Chief compliance officers, money laundering reporting officers, and heads of financial crime at Nigerian banks and payment institutions; model risk and validation teams; internal audit; and the RegTech and AML software vendors that sell monitoring, screening, and case management systems into Nigeria. Boutique and mid-tier institutions that outsourced this work to a single platform are affected as directly as large banks, because the validation and governance duties sit with the supervised institution, not the vendor.
Status: In force and running.
Inventory every automated AML component and flag which ones rely on AI or machine learning models. For each flagged model, stand up the three artifacts the standard names: an explainability record a supervisor could read, a governance and ownership document, and a scheduled independent validation. Confirm your submitted implementation roadmap maps to the 18 or 24 month deadline that applies to your institution type.
Date
Jurisdiction
Rule
Affected professionals
Status or effective date
2026-07-09
Nigeria
The CBN moved AML technology from general expectation to a documented minimum standard, and it wrote AI and machine learning governance into that standard for the first time. Institutions must run automated, real-time monitoring, profiling, screening, and case management rather than relying on manual or batch processes, and where they use AI or ML models to do that work they must ensure the models are explainable, governed, and independently validated at least annually. The standards also require documented change control over monitoring logic and restrict automated closure of alerts to narrowly defined conditions.

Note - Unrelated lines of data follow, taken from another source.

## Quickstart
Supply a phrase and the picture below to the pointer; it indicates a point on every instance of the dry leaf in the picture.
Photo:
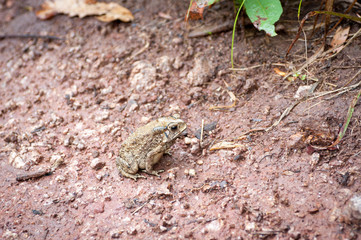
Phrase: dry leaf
(106, 12)
(339, 38)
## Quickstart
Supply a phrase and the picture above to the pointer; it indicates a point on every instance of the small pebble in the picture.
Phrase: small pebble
(192, 172)
(97, 164)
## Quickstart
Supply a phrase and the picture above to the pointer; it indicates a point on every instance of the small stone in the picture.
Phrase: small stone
(102, 116)
(302, 91)
(164, 64)
(250, 85)
(56, 160)
(132, 105)
(178, 63)
(142, 75)
(163, 229)
(250, 226)
(16, 161)
(195, 149)
(9, 235)
(187, 140)
(186, 206)
(177, 40)
(107, 90)
(295, 141)
(192, 172)
(294, 234)
(132, 231)
(60, 178)
(315, 158)
(95, 154)
(97, 164)
(201, 72)
(98, 207)
(214, 226)
(116, 234)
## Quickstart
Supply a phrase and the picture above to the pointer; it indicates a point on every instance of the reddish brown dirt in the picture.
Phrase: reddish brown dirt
(77, 99)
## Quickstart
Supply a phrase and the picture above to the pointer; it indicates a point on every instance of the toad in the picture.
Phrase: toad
(146, 146)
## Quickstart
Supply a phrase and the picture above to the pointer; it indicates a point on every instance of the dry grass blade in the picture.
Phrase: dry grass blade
(346, 123)
(106, 12)
(225, 145)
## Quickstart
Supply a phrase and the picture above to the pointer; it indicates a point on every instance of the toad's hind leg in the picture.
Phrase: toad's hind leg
(128, 170)
(152, 158)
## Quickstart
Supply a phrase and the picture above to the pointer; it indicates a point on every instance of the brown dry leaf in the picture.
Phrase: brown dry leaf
(225, 145)
(223, 107)
(106, 12)
(339, 38)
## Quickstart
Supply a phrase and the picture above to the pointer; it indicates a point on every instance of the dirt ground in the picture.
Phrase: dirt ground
(70, 103)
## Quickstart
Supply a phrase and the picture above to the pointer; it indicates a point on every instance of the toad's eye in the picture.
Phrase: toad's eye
(174, 127)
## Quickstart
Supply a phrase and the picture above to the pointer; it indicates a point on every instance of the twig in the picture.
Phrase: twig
(359, 71)
(40, 173)
(285, 114)
(31, 36)
(139, 208)
(247, 68)
(202, 129)
(37, 174)
(146, 45)
(209, 30)
(358, 33)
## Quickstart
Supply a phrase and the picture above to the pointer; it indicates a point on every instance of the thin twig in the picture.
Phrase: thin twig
(31, 36)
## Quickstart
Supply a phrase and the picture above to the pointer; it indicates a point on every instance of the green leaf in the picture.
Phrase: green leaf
(264, 14)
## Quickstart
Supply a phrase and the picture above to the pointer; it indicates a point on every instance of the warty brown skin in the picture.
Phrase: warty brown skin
(146, 146)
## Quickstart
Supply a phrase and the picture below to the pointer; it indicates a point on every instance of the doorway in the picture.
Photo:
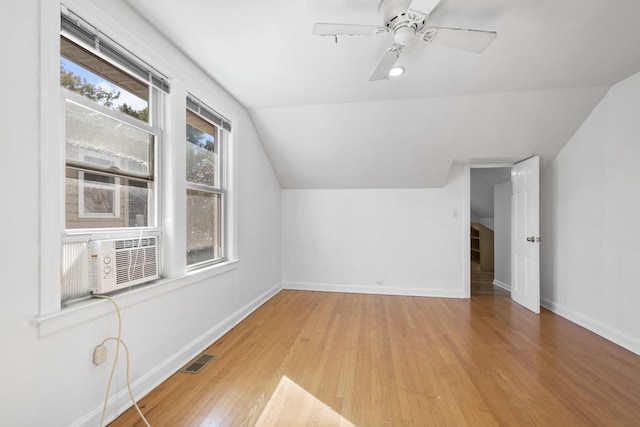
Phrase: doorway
(490, 231)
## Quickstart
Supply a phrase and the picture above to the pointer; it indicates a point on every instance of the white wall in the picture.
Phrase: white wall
(502, 234)
(589, 221)
(379, 241)
(47, 378)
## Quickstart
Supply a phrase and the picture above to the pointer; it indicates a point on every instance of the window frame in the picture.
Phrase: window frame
(183, 78)
(155, 195)
(222, 190)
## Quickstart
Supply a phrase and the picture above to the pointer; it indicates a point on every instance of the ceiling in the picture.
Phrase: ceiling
(325, 125)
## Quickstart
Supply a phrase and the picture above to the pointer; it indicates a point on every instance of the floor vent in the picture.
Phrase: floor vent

Chief compliance officers, money laundering reporting officers, and heads of financial crime at Nigerian banks and payment institutions; model risk and validation teams; internal audit; and the RegTech and AML software vendors that sell monitoring, screening, and case management systems into Nigeria. Boutique and mid-tier institutions that outsourced this work to a single platform are affected as directly as large banks, because the validation and governance duties sit with the supervised institution, not the vendor.
In force and running. Implementation started on the issuance date of March 10, 2026. The three month roadmap window closed around June 10, 2026. Institutions are now inside the multi-year build period toward full compliance.
Frequently Asked Questions
Are the CBN Baseline Standards binding, or just guidance?
They are binding. Circular BSD/DIR/PUB/LAB/019/002, issued March 10, 2026, sets mandatory minimum requirements for supervised institutions. A separate Guidance Note dated March 31, 2026 clarifies expectations. Non-compliance can draw remedial directives, administrative sanctions, and penalties.
Do the standards require institutions to use AI?
No. Institutions may use rules-based systems, machine learning models, or hybrid approaches, as long as the solution demonstrably meets the regulatory expectation. The AI-specific duties apply only where AI or ML models are actually deployed.
What exactly must institutions do about AI or ML models?
Where AI or machine learning models are deployed, institutions must ensure explainability, model governance, and independent validation of those models on at least an annual basis.
When do institutions have to be fully compliant?
Implementation began on March 10, 2026. An implementation roadmap was due within three months. Full compliance is due within 18 months for Deposit Money Banks and within 24 months for other financial institutions.
Who is covered by the standards?
CBN-supervised financial institutions, including Deposit Money Banks, mobile money operators, international money transfer operators, other financial institutions, and payment service providers. Technology vendors are drawn in through their clients' contractual and validation obligations.